Es geht also um all diese Dinge, die Teil des geistigen Kontinuums sind – Bardo, Tod, Tendenzen, karmische Kräfte und so weiter.

Kategorien, wie der Tisch, scheinen räumliche Kategorien zu sein. Gibt es so etwas wie eine zeitweilige Kategorie?

Ja, natürlich. „Der Tisch“ als eine Kategorie scheint eine räumliche Sache zu sein. Gibt es zeitweilige Kategorien? Natürlich – zum Beispiel ein Kontinuum, wie ein Jahr.

Wann findet ein Jahr statt? Findet es heute oder in diesem Moment statt? Wir erleben ein Jahr nicht in einem Augenblick. Es ist eine Kategorie. Wir denken Dinge, wie: „das waren gute Jahre“, „das waren schlechte Jahre“ oder „das waren die mittleren Jahre.“ Das sind Kategorien. Wir haben also Kategorien von Zeitintervallen. „Morgen“ ist eine Kategorie und sie kann auf vielfache unterschiedliche Weise angewandt werden; es gibt viele Beispiele.

Wie ist es, wenn wir über die Vergangenheit oder die Zukunft reden?

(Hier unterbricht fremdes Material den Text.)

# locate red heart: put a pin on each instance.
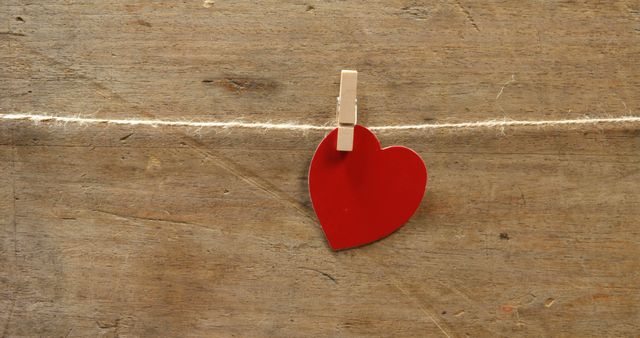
(365, 194)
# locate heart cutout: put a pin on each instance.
(365, 194)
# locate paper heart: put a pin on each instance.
(364, 195)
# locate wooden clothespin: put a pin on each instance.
(347, 109)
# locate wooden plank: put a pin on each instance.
(141, 231)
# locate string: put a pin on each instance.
(295, 126)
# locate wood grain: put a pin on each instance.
(141, 231)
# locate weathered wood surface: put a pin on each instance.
(139, 231)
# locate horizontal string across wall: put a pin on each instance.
(498, 123)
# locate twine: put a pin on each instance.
(37, 118)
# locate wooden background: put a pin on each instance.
(141, 231)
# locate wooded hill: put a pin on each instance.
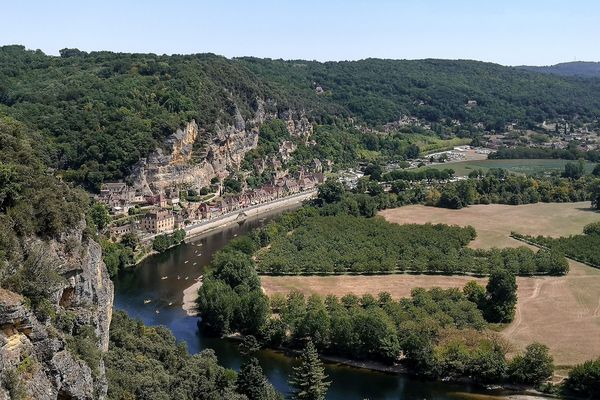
(101, 111)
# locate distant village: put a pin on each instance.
(174, 208)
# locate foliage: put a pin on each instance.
(147, 363)
(116, 256)
(308, 379)
(502, 296)
(584, 379)
(347, 244)
(252, 382)
(100, 112)
(532, 367)
(162, 243)
(584, 248)
(571, 153)
(592, 229)
(230, 299)
(99, 215)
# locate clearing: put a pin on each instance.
(495, 222)
(561, 312)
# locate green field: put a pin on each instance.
(527, 166)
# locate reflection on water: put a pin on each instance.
(185, 263)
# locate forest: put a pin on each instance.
(437, 333)
(148, 363)
(348, 244)
(97, 113)
(495, 186)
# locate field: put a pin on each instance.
(562, 312)
(528, 167)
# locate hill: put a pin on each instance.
(100, 112)
(587, 69)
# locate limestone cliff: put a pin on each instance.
(35, 350)
(194, 155)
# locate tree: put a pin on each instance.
(412, 151)
(574, 170)
(584, 379)
(99, 215)
(178, 236)
(595, 193)
(592, 229)
(252, 382)
(501, 296)
(331, 191)
(475, 293)
(217, 304)
(533, 367)
(308, 379)
(235, 268)
(161, 243)
(130, 240)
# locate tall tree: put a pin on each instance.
(534, 366)
(252, 382)
(308, 379)
(502, 296)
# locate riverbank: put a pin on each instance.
(510, 391)
(189, 299)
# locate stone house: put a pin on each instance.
(158, 221)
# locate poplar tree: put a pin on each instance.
(308, 379)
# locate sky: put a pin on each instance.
(508, 32)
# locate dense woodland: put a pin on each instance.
(347, 244)
(88, 117)
(440, 333)
(495, 186)
(99, 112)
(147, 363)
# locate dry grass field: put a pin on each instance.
(562, 312)
(495, 222)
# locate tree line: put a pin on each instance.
(107, 110)
(571, 153)
(584, 247)
(348, 244)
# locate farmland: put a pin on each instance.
(548, 307)
(525, 166)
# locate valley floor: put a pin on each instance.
(561, 312)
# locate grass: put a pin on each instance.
(525, 166)
(429, 144)
(561, 312)
(495, 222)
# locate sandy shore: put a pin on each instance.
(189, 299)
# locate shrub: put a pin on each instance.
(584, 379)
(533, 367)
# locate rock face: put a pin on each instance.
(194, 156)
(47, 368)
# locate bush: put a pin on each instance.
(584, 379)
(533, 367)
(592, 229)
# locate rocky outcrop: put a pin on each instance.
(38, 350)
(194, 156)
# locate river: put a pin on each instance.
(189, 261)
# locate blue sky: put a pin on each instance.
(507, 32)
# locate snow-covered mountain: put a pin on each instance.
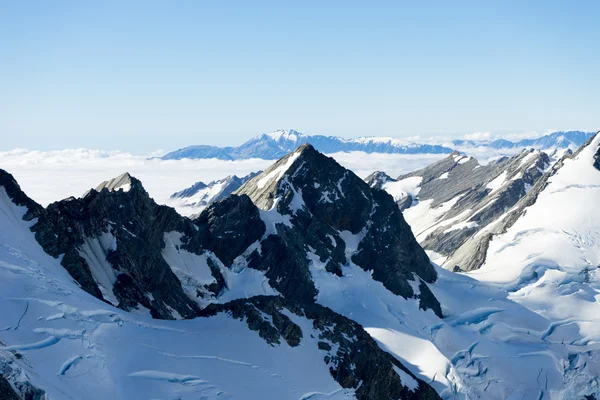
(457, 199)
(277, 144)
(83, 279)
(307, 282)
(198, 196)
(556, 140)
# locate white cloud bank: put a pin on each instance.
(54, 175)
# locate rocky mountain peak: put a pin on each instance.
(18, 197)
(314, 204)
(124, 182)
(377, 179)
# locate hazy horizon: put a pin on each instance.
(141, 76)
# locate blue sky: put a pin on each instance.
(145, 75)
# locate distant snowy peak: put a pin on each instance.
(342, 221)
(557, 140)
(289, 135)
(377, 179)
(123, 182)
(277, 144)
(198, 196)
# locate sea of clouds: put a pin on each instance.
(48, 176)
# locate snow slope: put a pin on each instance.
(548, 261)
(74, 346)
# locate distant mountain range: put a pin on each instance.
(277, 144)
(569, 139)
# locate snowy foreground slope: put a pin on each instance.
(59, 337)
(524, 326)
(74, 346)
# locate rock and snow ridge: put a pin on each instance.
(523, 326)
(198, 196)
(222, 257)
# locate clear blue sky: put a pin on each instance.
(143, 75)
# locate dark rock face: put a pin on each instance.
(14, 192)
(6, 391)
(357, 362)
(227, 228)
(137, 225)
(322, 200)
(472, 253)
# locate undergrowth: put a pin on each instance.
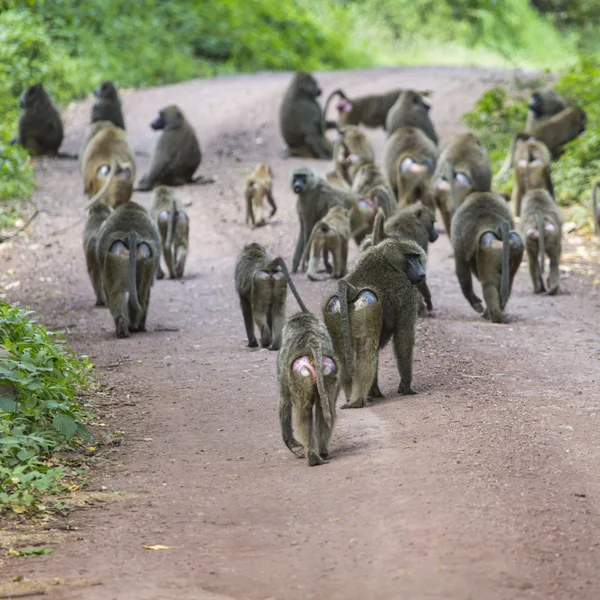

„Die Vergangenheit“ und „die Zukunft“ sind natürlich Kategorien. Was ist eine Kategorie? Alles, was vor dem gegenwärtigen Zeitpunkt geschehen ist, kann als „die Vergangenheit“ betrachtet werden. Ich kann diese Kategorie „Vergangenheit“ benutzen, um mich auf die Zeit zu beziehen, in der ich vier Jahre alt war und darüber sprechen möchte, was davor geschehen ist, und ich kann sie benutzen, um darüber zu reden, was vor der jetzigen Zeit, in der ich in meinen Sechzigern bin, war.

Wenn Sie oder andere Dharma-Lehrer darüber reden, wie mangelndes Gewahrsein oder Unwissenheit funktioniert – wie wir Dinge in Schubladen stecken oder Kategorien zuordnen – scheint es mir immer, als würde es lediglich um das mangelnde Gewahrseins der menschlichen Wahrnehmung gehen. Ich habe Zweifel, dass dies auch auf die Weise zutrifft, wie eine Mücke oder Ameise Dinge wahrnimmt.

Das ist eine wirklich gute Frage, die ein Hinweis darauf ist, dass ich im Gebrauch meiner Wortwahl bezüglich Kategorien etwas präziser sein muss. Denkt eine Stechmücke oder eine Kuh in Kategorien?

Ja, das tun sie durchaus. Kategorien müssen nicht mit Worten in Verbindung gebracht werden, obwohl wir eine Kategorie mit einem Wort verbinden könnten. Für eine Mücke gibt es zweifellos die Kategorie „Fressen“. Sie kann zwischen Nahrung und anderen Dingen, wie Steinen oder dergleichen, unterscheiden. Für einen Hund gibt es eine Kategorie „mein Herrchen“, die auf einen Geruch, eine Form oder Ähnliches basiert. Für sie gibt es also Kategorien.

Hier müssen wir uns ein wenig der Erkenntnistheorie zuwenden, die ziemlich kompliziert ist. Was repräsentiert eine Kategorie, wenn wir in Kategorien denken? Sie könnte durch ein geistiges Bild repräsentiert werden, durch einen Geruch, ein Wort, eine Art von Gefühl, oder durch viele andere Dinge.

Gut, lasst uns für heute Abend mit einer Widmung enden. Wir denken: „Möge alles Verständnis und alle positive Kraft, die daraus entstanden sind, immer tiefer gehen und als Ursache dienen, Erleuchtung zum Wohle aller zu erlangen.